Legacy of Slavery Echoes Beyond Jamestown Founding


TransGriot Note: From the Washington Post

By Courtland Milloy
Wednesday, September 6, 2006

"There came . . . a Dutch man-of-warre that sold us 20 negars."

-- from the diary of John Rolfe, a tobacco farmer
in Jamestown, Va., in 1619


And so began slavery in America -- with the first 20 Africans being
referred to with a word that retains its sting some 400 years and 30
million African Americans later.

As Jamestown begins a commemoration of its founding in 1607, this
less-than-cheery subject poses a special challenge for party
planners. Jamestown is distinguished as the first permanent English
settlement in what would become the United States; but it was also
the first to achieve what historian Paul Johnson called "self-
sufficiency through the sweat and pain of an enslaved race."

Can such an epic injustice ever be part of a celebration?

On Oct. 14, the Virginia African American Forum will be among the
first to try with an anniversary gala at the Jamestown Settlement
museum. Guests will be treated to a jazz ensemble and a preview of a
new collection of African artifacts. They will also be given a choice
of dress: "After 5 or African attire," allowing them to identify
symbolically with the painful past. Or not.

The museum exhibit, on the other hand, may not offer such an easy
out. A group of transatlantic researchers has finally put a face on
those anonymous 20. And as more is learned about how their stories
began, there will be no escaping the pain of their tragic end. The
slaves were from Angola, in Southwest Africa. Their homelands were
the kingdoms of Ndongo and Kongo, regions of modern-day Angola and
coastal areas of Congo.
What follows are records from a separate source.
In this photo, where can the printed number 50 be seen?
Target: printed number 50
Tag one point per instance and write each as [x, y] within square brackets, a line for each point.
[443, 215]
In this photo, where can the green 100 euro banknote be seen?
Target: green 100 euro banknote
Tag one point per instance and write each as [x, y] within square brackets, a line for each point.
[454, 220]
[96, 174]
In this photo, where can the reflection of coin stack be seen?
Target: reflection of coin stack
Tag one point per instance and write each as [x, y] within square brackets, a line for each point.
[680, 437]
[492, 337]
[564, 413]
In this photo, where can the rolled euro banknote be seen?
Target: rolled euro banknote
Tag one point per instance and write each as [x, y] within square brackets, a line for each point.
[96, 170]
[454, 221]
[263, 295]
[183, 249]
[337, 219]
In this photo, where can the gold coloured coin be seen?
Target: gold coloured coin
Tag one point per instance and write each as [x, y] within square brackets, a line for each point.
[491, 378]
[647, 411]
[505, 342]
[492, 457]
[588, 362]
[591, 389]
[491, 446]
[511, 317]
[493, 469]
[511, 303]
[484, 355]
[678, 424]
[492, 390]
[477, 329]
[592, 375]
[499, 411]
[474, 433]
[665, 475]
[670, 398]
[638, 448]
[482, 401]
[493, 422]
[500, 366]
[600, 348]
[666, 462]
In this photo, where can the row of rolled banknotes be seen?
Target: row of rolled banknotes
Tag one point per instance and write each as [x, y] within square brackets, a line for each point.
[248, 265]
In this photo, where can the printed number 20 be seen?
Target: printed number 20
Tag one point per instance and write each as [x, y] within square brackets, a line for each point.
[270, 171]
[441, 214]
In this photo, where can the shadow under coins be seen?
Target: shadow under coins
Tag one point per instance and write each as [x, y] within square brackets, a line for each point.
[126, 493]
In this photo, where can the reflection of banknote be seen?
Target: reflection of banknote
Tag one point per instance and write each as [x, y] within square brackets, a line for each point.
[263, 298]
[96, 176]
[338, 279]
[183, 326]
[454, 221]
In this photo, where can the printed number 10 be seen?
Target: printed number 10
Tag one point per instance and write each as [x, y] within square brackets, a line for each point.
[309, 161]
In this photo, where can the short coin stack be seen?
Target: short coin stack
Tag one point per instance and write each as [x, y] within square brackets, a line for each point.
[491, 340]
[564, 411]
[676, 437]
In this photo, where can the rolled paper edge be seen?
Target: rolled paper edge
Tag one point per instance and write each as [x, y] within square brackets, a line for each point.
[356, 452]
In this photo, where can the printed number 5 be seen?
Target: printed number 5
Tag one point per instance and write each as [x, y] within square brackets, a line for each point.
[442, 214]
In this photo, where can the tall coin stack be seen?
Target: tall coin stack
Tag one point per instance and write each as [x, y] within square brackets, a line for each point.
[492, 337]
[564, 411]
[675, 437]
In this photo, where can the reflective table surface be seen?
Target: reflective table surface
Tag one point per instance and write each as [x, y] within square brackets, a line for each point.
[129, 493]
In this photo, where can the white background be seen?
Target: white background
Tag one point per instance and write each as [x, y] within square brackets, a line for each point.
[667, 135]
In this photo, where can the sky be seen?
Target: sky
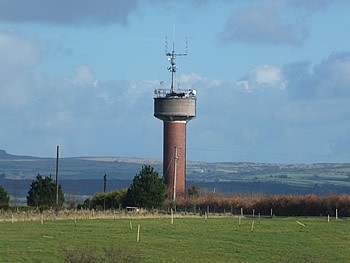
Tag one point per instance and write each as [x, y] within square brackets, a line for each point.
[272, 78]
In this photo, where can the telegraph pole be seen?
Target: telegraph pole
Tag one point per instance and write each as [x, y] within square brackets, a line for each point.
[57, 158]
[104, 191]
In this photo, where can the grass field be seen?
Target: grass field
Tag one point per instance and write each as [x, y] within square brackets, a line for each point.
[219, 239]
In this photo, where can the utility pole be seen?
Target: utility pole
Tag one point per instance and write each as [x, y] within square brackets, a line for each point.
[175, 163]
[104, 191]
[57, 158]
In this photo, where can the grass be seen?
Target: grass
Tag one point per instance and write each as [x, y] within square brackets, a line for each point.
[219, 239]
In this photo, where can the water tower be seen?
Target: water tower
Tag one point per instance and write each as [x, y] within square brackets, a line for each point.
[175, 107]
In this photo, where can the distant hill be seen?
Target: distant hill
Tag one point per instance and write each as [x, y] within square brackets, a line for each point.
[16, 172]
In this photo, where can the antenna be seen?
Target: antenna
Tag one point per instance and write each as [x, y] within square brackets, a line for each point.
[171, 58]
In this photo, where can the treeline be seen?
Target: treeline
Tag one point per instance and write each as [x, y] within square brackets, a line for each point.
[280, 205]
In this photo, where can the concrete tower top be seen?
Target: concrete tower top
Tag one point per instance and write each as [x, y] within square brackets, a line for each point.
[174, 104]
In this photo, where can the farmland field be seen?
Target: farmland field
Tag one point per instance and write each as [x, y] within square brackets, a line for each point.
[189, 239]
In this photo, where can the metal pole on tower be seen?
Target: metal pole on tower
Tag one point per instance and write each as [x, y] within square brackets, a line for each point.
[57, 158]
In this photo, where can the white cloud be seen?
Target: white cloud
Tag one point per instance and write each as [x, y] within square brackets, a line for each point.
[263, 77]
[17, 52]
[83, 75]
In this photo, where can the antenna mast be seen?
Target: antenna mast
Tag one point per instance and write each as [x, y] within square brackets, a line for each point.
[171, 58]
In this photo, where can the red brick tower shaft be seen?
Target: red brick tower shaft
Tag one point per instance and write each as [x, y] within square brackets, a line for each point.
[174, 152]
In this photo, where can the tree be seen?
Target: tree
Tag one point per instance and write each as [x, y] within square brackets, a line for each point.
[147, 189]
[4, 198]
[108, 200]
[42, 193]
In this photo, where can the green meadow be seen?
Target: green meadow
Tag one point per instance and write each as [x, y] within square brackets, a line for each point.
[188, 239]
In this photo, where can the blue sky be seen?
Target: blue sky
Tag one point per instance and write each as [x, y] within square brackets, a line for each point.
[272, 78]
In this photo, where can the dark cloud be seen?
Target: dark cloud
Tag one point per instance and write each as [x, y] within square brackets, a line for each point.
[66, 11]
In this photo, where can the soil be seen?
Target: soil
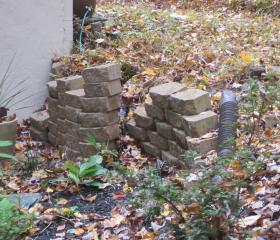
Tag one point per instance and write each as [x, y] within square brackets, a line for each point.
[101, 206]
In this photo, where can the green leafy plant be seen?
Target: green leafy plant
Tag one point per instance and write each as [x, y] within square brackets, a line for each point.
[5, 155]
[13, 222]
[83, 172]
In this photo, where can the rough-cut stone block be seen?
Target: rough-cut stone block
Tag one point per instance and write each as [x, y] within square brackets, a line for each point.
[105, 89]
[72, 128]
[39, 135]
[58, 68]
[202, 145]
[60, 139]
[165, 130]
[175, 149]
[52, 127]
[272, 120]
[102, 135]
[180, 137]
[174, 119]
[87, 149]
[52, 89]
[52, 104]
[161, 93]
[69, 83]
[102, 73]
[158, 140]
[190, 102]
[73, 98]
[61, 112]
[39, 120]
[151, 149]
[198, 125]
[61, 127]
[100, 104]
[168, 158]
[61, 99]
[154, 111]
[52, 139]
[136, 132]
[98, 119]
[142, 119]
[72, 114]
They were entrepreneurs, a literate and
morally upright people who held family in the highest regard. They
were renowned for preparing their children for adulthood -- and the
tradition persisted even after the slave ships began to arrive.

Thanks to the researchers, what had been a central feature of
slavery -- the dehumanization of the black slave -- has finally been
personalized for the first of the millions who would follow.

Nevertheless, by what appears to be the mutual consent of blacks and
whites, the horrors of slavery are rarely confronted head-on in
public settings. In fact, the effects of this "peculiar institution"
are more likely to be minimized. It is often noted, for instance,
that those first Africans were actually indentured servants, not free
but not slaves, and, theoretically, as eligible as white servants to
work themselves out of servitude. But if black sharecroppers could
not work off a perpetual debt in the 20th-century version of
indentured servitude, what chances did Africans forcibly brought here
in the 17th century have?

At a recent fundraiser for the U.S. National Slavery Museum planned
for Fredericksburg, organizers made sure that talk of this most
unsavory practice did not leave a bad taste. "This museum will not
have bad karma," Bill Cosby said at the event, which drew about 1,350
people. L. Douglas Wilder, mayor of Richmond, former Virginia
governor and a driving force behind the museum, told The Post: "We
are not interested in pointing a finger of blame."

But the psychological effects of slavery are not so easily dismissed.
The generational echoes of oppression reverberate even today in the
social crisis affecting many black families. And the same term of
disrespect that Rolfe used to describe the slaves has never been more
popular among black youth. The problem, of course, is not so much the
use of the word as the internalization of its meaning: to eschew the
freedom that comes with education and volunteer instead to enslave
oneself with a minstrel-show mentality.

Slavery, if not the slavery museum, most certainly has bad karma.

Johnson, the historian, asks: "Can a nation rise above the injustices
of its origins and, by its moral purpose and performance, atone for
them? In the judgmental scales of history, such grievous wrongs must
be balanced by the erection of a society dedicated to justice and
fairness. Has the United States done this? Has it expiated its
organic sins?"

America lost its soul in Jamestown. It's time to go searching again.